As temperatures soared above 45°C in South and Southeast Asia in recent weeks, governments faced challenges in meeting unprecedented electricity demands due to the widespread use of air conditioning.
Over a dozen people from India, Malaysia, and Thailand have died from the extreme heat. To address the urgent public health challenge, policymakers are increasingly dependent on fossil fuels.
In April, there was a notable rise in natural gas demand from countries such as Thailand, Bangladesh, and India, commodity analyst S&P Global reported. Asia has also seen a significant increase in imports of Russian coal and fuel oil in recent months, Bloomberg’s data analyst reported.
Experts fear that policymakers may return to fossil fuels for power generation during heatwaves, rather than investing in clean energy infrastructure.
Despite increased solar and wind installations in recent years, some analysts believe that they may not be able to handle large heat waves.
Global warming has made the most recent heatwave in Asia 30 times more likely and 2°C hotter.
Southeast Asia does not have the same level of “climate burden” as long-industrialized nations do, and countries could opt to be less stringent in their decarbonization commitments, said Victor Nian, chief executive of Singapore think tank Centre for Strategic Energy and Resources (CSER).
Thailand and Vietnam, both of which have made net-zero emissions commitments, have been betting on natural gas imports for the coming decade, while countries like Indonesia and the Philippines still rely heavily on coal.
Renewable sources and Southeast Asia's geography could present a challenge. Wind and solar power rely on weather conditions, and it could be hot while cloudy in tropical Southeast Asia, making solar panels less effective, Nian said.

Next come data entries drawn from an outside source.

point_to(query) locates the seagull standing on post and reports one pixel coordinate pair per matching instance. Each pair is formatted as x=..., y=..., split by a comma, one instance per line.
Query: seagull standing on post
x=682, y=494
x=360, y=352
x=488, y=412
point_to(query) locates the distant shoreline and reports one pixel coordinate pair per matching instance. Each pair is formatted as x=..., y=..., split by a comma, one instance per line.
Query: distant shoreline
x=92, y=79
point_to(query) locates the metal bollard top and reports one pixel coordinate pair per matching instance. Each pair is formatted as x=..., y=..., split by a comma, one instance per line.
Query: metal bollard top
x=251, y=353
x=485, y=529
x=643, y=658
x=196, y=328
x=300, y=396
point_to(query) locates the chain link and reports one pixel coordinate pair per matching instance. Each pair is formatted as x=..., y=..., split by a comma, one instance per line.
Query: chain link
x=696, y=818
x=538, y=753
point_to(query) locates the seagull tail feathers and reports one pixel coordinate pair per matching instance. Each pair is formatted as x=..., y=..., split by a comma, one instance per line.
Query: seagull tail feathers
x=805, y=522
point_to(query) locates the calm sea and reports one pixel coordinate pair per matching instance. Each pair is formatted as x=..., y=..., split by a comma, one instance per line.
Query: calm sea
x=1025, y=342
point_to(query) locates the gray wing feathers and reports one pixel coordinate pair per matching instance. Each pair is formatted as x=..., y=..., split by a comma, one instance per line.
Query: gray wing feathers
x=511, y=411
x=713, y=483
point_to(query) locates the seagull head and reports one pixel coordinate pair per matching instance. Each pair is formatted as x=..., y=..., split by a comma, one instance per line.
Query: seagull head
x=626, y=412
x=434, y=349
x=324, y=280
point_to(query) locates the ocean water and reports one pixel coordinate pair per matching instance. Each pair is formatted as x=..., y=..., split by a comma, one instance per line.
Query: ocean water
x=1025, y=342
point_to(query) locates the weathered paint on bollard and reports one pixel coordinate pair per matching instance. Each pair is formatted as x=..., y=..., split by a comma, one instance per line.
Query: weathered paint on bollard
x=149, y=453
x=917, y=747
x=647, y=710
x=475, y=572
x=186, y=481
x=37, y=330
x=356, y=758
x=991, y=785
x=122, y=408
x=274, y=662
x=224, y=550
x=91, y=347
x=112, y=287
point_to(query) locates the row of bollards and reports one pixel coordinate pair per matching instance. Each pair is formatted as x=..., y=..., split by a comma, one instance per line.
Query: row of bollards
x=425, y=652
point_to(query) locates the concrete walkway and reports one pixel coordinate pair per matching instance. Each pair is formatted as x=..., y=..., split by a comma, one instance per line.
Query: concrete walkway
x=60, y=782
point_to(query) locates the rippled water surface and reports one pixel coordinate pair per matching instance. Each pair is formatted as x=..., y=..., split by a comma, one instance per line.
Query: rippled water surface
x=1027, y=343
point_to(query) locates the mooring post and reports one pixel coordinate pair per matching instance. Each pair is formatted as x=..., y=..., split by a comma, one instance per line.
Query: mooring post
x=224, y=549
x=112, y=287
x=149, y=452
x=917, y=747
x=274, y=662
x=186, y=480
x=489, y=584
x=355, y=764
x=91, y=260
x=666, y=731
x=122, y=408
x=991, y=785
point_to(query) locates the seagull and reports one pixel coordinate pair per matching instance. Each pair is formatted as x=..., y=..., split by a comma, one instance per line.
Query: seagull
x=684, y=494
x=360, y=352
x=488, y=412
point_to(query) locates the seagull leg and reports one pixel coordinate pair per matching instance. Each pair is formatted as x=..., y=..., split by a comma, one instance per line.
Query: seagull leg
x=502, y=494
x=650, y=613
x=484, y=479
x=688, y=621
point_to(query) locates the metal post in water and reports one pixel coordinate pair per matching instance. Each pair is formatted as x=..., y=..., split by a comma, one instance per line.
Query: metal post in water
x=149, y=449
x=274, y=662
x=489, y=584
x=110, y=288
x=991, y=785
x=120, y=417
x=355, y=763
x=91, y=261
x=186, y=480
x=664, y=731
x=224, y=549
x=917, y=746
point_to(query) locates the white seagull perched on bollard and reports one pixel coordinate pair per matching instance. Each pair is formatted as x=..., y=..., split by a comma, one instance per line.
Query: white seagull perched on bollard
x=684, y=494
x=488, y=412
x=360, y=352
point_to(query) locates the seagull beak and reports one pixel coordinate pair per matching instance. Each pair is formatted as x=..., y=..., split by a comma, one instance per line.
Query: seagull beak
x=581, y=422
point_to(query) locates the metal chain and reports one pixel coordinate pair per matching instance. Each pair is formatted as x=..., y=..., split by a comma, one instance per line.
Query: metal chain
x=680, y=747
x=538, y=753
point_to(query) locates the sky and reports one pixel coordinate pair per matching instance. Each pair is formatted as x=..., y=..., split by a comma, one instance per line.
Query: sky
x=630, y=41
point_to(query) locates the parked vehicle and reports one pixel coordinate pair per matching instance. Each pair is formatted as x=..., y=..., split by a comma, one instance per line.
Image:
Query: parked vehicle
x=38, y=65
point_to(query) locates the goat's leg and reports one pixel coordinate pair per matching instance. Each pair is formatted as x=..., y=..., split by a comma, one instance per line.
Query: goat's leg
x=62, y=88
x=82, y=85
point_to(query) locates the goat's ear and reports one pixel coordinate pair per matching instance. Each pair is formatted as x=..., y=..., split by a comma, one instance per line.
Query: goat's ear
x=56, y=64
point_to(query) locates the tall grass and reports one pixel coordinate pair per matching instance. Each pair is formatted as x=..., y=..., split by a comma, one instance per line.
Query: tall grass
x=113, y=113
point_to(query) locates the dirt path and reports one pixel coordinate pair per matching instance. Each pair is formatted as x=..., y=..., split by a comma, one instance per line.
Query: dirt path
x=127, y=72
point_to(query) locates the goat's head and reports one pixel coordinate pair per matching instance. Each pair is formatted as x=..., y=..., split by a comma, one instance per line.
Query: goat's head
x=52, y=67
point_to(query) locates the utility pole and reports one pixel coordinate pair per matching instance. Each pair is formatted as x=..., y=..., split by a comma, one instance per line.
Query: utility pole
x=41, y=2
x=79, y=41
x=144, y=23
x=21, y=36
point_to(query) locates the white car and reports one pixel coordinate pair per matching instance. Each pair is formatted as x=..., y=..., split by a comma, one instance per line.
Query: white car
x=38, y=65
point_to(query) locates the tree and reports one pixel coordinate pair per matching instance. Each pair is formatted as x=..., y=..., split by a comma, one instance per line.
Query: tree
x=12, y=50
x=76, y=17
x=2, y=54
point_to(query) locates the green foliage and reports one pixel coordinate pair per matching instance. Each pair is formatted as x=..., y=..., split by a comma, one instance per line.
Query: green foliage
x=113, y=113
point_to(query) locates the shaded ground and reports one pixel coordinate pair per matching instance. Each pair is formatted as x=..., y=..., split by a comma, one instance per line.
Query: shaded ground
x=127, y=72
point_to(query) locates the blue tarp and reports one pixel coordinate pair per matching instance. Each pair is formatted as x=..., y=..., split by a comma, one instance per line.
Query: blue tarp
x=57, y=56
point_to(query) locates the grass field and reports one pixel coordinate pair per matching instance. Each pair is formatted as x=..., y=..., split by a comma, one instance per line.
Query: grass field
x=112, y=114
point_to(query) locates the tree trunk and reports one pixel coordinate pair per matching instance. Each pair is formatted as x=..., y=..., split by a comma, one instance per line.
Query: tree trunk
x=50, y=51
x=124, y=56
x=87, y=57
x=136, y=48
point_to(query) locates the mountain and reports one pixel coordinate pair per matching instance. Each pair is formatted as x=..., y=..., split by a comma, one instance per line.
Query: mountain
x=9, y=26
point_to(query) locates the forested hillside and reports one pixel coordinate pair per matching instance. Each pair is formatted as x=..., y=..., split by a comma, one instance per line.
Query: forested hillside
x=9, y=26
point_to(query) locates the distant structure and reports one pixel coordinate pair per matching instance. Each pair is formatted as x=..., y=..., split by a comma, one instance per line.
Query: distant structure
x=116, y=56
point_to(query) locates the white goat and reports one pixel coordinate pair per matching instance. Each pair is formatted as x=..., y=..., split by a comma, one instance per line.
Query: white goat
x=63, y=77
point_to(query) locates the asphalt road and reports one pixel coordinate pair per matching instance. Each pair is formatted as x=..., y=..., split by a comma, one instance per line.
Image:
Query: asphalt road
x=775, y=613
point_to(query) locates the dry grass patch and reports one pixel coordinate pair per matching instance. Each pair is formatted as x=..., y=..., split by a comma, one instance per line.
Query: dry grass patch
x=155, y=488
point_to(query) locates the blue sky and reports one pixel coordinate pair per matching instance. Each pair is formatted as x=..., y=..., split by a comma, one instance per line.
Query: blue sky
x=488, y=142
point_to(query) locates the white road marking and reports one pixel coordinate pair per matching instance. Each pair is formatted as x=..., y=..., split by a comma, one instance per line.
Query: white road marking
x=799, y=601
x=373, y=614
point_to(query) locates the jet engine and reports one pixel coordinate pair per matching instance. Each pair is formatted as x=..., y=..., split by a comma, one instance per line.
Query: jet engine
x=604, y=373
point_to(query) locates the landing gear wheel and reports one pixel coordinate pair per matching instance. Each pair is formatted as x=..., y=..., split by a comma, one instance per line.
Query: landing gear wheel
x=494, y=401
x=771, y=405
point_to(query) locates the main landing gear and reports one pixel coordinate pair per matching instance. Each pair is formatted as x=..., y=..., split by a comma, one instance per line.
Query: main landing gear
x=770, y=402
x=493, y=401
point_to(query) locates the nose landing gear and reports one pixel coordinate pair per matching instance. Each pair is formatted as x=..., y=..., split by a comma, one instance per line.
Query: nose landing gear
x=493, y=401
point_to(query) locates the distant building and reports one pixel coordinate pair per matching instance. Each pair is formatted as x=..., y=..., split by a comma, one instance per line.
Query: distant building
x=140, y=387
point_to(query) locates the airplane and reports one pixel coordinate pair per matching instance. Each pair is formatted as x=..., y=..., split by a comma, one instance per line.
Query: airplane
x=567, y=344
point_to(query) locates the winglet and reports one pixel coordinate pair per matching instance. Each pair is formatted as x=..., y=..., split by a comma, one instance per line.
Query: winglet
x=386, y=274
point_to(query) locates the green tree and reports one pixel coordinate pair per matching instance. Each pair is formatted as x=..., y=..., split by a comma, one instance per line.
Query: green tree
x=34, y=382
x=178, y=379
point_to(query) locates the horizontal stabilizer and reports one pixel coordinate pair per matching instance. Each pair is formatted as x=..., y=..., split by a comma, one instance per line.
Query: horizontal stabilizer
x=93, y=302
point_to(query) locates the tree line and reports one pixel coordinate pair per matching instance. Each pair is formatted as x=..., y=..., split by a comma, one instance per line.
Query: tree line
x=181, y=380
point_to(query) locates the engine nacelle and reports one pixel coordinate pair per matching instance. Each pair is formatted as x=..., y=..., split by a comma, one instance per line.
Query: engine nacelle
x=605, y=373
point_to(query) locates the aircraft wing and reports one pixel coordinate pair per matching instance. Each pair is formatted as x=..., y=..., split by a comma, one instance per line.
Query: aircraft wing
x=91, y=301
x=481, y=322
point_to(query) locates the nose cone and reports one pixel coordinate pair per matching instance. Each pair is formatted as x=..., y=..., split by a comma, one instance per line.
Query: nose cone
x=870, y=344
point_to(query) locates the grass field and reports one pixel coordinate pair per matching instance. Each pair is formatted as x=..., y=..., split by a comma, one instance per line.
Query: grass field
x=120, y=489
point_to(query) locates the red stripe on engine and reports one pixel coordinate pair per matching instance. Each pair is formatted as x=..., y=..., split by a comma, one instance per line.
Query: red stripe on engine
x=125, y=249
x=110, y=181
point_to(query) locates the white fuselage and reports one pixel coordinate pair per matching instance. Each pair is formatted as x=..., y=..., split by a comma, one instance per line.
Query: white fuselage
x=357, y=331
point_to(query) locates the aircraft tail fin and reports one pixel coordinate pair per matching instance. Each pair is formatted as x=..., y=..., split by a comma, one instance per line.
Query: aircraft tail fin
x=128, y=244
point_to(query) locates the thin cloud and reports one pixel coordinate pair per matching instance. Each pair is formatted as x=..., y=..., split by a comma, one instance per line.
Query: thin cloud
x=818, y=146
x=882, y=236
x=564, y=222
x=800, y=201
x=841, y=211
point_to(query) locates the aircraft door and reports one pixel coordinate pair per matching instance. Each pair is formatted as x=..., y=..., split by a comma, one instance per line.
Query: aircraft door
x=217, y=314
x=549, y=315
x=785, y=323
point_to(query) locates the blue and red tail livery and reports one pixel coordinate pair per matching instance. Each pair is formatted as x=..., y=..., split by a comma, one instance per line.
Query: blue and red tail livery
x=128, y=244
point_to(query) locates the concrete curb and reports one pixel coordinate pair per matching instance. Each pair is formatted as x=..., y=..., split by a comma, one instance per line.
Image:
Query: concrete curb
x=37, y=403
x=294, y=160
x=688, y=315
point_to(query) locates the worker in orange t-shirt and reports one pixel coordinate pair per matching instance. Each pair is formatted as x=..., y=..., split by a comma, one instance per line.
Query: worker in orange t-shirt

Meanwhile, hydropower dams, which form the bulk of Southeast Asia's renewable energy capacity, may encounter water shortages if heat waves occur with low rainfall. In Vietnam, 10 dams reached “dead level” in early May and could not generate electricity, its state-owned power company reported.
These challenges mean that policymakers should consider diversifying their renewable energy sources and developing excess generation capacity, said Marc Allen, an energy consultant of climate-tech platform Unravel Carbon.
Renewables have the potential to meet peak demand on hot days, but the key lies in the development of sufficient power storage capacity, Allen added.
Technologies such as large batteries and pumped-storage hydropower, in which excess electricity is used to fill water reservoirs, can provide regulators with more flexibility in dispatching power from intermittent sources.
In Asia's developing markets, these technologies could be too expensive. For example, the cost of storing 1kWh of energy in a battery could be as much as US$300, according to energy research firm BloombergNEF, whereas generating the same amount of power from renewable sources costs only a few cents.
At the household level, many Southeast Asians may find it difficult to afford solar panels although it can increase their electricity supply. Bermudo mentioned that she received quotations between 100,000 and 300,000 Philippine pesos (US$1,775-5,324) to install photovoltaics.